Chu Shong Tin, Wong Shung Leung e Lok Yiu impegnati in un episodio molto simpatico riportato da Nima King.

 

Chu Shong Tin (Re della Siu Lim Tao), Leung Sheung (Re della Biu Jee), Lok Yiu (Re della Chum Kiu), Wong Sheung Leung (Re dei Combattimenti).

da sx: Chu Shong Tin (Re della Siu Lim Tao), Leung Sheung (Re della Biu Jee), Lok Yiu (Re della Chum Kiu), Wong Sheung Leung (Re dei Combattimenti).

L’episodio cominciò con Wong che disse a un suo sfidante che era “nato per essere battuto da me” e finì per picchiarlo malamente all’interno di un ristorante. La famiglia dell’uomo, per risposta, inviò una lettera di sfida alla scuola di Ip Man.
Un giovanissimo Chu Shong Tin andò quindi con Wong Shung Leung, Lok Yiu e uno dei fratelli maggiori di Chu Shong Tin per rispondere alla sfida e vennero accolti da oltre 30 persone.
Wong puntò per primo un avversario e lo sconfisse facilmente. Poi si mosse Lok Yiu che, siccome aveva visto con che facilità venne sconfitto l’avversario di Wong, sottovalutò il proprio e si prese un pugno nell’occhio; su tutte le furie, rispose all’attacco e lo colpì in maniera molto rapida e violenta.
Chu Shong Tin sarebbe stato il prossimo.
Ci disse che stava pensando ad un modo per dimostrare la superiorità del Wing Chun senza dover combattere con tutti i trenta presenti…
L’avversario di Chu era un ragazzo davvero grosso che, dopo aver visto Lok Yiu massacrare il suo avversario, balzò in piedi, gettò la giacca lontano, sputò per terra e spostò di forza tutte le persone che stavano tra lui e Chu Shong Tin.

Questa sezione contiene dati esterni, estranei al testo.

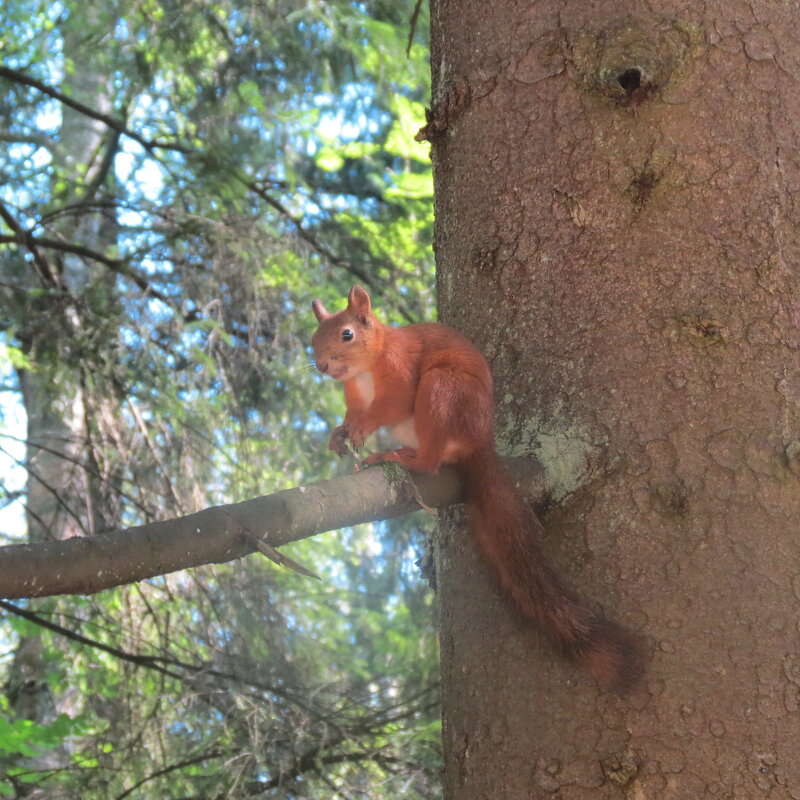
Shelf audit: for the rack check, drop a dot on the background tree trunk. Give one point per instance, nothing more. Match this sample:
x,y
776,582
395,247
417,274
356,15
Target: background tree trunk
x,y
617,229
63,497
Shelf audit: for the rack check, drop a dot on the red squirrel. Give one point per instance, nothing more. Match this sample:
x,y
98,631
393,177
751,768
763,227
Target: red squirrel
x,y
433,389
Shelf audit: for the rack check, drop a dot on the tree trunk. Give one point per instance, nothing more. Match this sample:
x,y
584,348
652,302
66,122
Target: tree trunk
x,y
617,229
63,498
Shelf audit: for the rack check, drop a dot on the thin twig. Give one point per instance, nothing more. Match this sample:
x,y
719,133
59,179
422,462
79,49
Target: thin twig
x,y
112,122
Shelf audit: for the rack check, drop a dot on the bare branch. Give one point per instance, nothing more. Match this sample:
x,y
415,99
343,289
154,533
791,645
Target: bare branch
x,y
112,122
85,565
24,239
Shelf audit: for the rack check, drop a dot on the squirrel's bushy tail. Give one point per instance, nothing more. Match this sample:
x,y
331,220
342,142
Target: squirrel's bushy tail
x,y
508,534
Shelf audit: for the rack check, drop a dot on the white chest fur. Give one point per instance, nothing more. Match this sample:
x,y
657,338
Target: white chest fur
x,y
366,387
404,432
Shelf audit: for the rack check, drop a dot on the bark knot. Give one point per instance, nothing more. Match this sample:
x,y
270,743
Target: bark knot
x,y
630,58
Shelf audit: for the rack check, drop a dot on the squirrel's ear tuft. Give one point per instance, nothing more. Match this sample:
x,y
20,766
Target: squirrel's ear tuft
x,y
359,302
319,310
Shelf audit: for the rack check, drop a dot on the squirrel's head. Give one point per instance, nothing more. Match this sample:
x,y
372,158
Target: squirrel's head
x,y
346,343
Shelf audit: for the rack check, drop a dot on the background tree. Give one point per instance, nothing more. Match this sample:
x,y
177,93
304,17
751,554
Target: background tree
x,y
616,228
174,180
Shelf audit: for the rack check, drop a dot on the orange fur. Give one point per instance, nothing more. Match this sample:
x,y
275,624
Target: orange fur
x,y
435,388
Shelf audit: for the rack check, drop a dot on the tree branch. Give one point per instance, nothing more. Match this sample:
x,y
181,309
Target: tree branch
x,y
84,565
112,122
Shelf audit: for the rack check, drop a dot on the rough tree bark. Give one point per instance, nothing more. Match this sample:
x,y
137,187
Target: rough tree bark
x,y
617,228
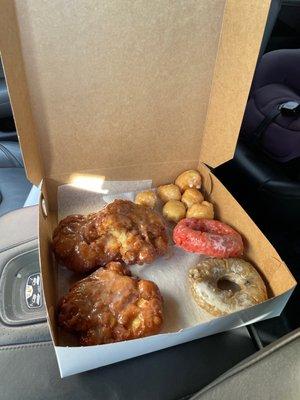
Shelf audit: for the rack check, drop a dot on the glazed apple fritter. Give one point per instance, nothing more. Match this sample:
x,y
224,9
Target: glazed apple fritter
x,y
122,231
111,306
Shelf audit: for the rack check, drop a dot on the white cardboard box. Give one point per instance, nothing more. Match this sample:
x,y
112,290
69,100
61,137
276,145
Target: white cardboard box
x,y
127,90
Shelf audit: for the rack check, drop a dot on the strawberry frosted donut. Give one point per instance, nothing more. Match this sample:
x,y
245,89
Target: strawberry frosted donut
x,y
209,237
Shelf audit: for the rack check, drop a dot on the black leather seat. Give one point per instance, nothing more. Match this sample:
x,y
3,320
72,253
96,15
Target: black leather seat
x,y
14,186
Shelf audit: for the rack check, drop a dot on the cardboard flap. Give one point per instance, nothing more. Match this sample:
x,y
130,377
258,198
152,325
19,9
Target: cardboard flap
x,y
121,84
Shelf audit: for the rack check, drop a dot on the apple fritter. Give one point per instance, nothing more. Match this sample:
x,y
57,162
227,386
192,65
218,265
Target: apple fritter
x,y
122,231
110,306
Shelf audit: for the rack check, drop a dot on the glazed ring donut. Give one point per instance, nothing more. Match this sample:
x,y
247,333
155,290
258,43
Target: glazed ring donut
x,y
223,286
209,237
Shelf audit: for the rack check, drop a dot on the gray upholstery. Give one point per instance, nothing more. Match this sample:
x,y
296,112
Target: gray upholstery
x,y
272,373
14,186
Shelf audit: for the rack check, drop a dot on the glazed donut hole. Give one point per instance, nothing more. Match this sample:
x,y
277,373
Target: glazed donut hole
x,y
146,198
228,284
191,196
188,179
174,210
201,210
168,192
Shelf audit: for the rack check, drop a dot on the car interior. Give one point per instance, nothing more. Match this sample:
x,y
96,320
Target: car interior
x,y
259,361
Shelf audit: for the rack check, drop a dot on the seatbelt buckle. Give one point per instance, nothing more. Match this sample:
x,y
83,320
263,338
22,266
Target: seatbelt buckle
x,y
290,108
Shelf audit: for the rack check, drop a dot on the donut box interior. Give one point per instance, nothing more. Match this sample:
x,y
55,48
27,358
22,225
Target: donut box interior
x,y
128,90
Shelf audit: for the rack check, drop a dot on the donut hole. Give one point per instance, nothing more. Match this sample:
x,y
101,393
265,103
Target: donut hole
x,y
227,284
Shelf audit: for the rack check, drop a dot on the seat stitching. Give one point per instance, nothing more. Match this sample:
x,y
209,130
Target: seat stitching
x,y
9,154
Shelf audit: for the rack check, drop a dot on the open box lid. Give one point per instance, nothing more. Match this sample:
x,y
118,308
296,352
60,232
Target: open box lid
x,y
97,86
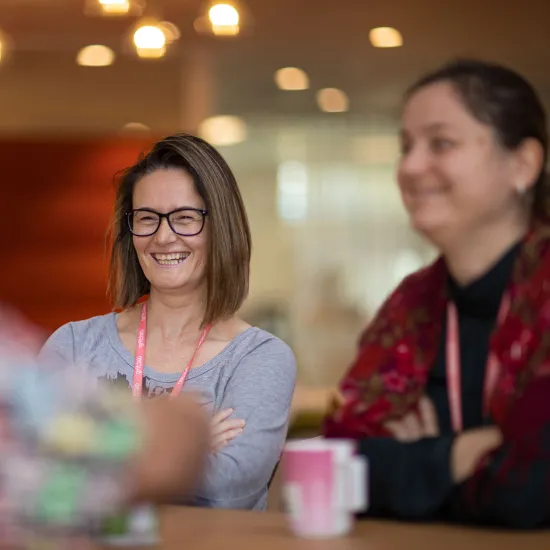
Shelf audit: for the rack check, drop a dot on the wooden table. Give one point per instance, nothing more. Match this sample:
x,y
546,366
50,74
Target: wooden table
x,y
200,529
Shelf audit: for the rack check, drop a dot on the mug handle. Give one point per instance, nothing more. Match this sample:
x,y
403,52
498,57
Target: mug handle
x,y
358,479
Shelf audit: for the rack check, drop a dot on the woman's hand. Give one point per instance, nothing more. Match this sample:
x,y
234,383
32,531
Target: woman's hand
x,y
469,448
415,426
224,429
175,447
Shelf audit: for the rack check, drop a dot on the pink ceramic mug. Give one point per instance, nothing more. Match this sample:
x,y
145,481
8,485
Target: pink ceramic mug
x,y
324,485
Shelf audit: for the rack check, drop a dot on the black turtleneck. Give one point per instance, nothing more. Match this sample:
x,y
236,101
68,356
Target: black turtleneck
x,y
413,480
477,304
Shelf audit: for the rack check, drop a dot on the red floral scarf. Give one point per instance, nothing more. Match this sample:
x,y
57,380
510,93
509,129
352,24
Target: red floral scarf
x,y
399,348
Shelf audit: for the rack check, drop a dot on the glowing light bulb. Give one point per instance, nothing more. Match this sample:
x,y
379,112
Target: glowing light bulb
x,y
150,41
224,19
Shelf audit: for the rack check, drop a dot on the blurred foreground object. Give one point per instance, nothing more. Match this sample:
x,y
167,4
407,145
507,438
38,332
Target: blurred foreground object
x,y
74,456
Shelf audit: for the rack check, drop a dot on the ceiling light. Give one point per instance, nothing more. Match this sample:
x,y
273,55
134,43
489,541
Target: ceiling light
x,y
224,19
332,100
95,56
115,7
291,78
150,41
136,128
385,37
171,32
223,130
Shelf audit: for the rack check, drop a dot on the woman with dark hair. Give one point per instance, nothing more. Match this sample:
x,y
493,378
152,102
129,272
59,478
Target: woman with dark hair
x,y
449,395
181,239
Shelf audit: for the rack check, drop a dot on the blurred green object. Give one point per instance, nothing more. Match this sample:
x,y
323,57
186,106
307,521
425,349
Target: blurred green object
x,y
57,503
117,439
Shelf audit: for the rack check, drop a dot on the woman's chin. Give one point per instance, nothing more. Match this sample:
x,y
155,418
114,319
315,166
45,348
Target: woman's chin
x,y
429,225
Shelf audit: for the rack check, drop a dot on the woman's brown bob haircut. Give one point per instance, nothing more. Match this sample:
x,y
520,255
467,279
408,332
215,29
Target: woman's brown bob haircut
x,y
229,242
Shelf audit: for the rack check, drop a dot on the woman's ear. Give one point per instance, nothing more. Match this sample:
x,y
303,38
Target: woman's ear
x,y
528,164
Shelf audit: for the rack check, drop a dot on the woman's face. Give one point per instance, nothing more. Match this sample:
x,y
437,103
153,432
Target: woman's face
x,y
169,261
453,175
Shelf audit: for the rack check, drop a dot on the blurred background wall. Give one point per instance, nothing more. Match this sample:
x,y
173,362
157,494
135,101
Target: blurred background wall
x,y
297,95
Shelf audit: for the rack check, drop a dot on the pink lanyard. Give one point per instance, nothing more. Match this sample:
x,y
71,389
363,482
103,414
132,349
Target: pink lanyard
x,y
139,362
453,365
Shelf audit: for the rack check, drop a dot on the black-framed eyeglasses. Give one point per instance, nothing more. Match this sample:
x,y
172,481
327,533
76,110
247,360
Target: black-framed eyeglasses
x,y
186,222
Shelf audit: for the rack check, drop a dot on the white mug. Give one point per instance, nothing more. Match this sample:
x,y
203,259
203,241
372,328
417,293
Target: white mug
x,y
324,485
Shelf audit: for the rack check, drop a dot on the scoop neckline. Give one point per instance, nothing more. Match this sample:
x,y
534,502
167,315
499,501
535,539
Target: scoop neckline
x,y
150,372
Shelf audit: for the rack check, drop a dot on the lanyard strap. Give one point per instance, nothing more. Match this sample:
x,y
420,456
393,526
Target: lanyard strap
x,y
492,368
139,362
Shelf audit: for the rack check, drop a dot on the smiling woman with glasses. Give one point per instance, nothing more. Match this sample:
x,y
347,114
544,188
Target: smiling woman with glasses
x,y
179,273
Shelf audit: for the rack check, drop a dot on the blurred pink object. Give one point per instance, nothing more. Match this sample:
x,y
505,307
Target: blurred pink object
x,y
324,484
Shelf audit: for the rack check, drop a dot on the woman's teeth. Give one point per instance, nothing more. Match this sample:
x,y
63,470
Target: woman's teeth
x,y
169,259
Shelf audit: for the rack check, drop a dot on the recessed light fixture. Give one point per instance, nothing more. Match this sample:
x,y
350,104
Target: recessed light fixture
x,y
385,37
291,78
95,55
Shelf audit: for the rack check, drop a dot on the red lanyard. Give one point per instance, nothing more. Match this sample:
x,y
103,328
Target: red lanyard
x,y
453,365
139,362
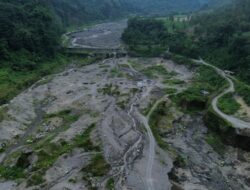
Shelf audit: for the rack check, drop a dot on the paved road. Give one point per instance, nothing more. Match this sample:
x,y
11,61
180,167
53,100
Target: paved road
x,y
237,123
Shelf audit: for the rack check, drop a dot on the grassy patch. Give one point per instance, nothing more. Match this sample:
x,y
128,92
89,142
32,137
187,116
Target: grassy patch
x,y
243,90
12,173
83,140
97,167
155,119
12,82
170,90
110,185
3,113
156,71
49,152
35,179
110,89
67,116
228,104
193,100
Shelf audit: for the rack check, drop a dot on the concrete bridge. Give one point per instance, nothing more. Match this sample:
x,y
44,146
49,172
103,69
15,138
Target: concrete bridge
x,y
107,53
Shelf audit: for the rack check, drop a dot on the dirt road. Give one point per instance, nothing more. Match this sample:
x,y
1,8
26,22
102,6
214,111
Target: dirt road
x,y
237,123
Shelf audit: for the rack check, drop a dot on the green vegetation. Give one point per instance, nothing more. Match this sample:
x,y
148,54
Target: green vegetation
x,y
159,121
67,116
215,142
110,185
153,37
205,83
221,36
13,82
35,179
243,90
2,113
97,166
170,90
110,89
11,173
156,71
228,104
83,140
23,42
48,152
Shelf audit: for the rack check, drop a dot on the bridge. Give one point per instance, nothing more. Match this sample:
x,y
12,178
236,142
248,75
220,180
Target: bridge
x,y
94,52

Chu Shong Tin stava fermo in piedi con le braccia conserte e i piedi vicini (quindi decisamente non una posizione di guardia). L’avversario cominciò a muoverglisi intorno fintando attacchi per provocare una reazione, ma Chu Shong Tin non accennò alcun movimento. Dopo aver ballato intorno a Chu Shong Tin per un po’, l’avversario tornò al proprio angolo e cominciò a discutere su come attaccare Chu. Tornò e iniziò nuovamente a fare la stessa danza attorno all’avversario continuando a fintare e non appena entrò nella distanza, Chu Shong Tin scattò con un pugno e lo fermò a un centimetro dal petto dell’avversario. Dato che era un movimento molto improvviso e inaspettato, la reazione del ragazzo fu di prendere il braccio di Chu e di cercare di spingerlo e tirarlo, ma non riuscì a spostarlo di un millimetro. Il ragazzo lasciò quindi andare il braccio e tornò nuovamente al proprio angolo a discutere con gli altri. Tornò nuovamente dopo pochi minuti. Questa volta il Maestro Chu si avvicinò e cominciò a schiaffeggiare l’avversario in maniera molto rapida e abbastanza dura da shockare ma non da ferire l’uomo.
Dice di averlo “schiaffeggiato” (letteralmente “wing chun slapped” nota mia) su tutto il busto e lo stomaco fino a quando l’uomo alzò le braccia e si arrese.
Il ragazzone mentre si chinava disse che aveva appena provato un’esperienza di “vero kung fu”.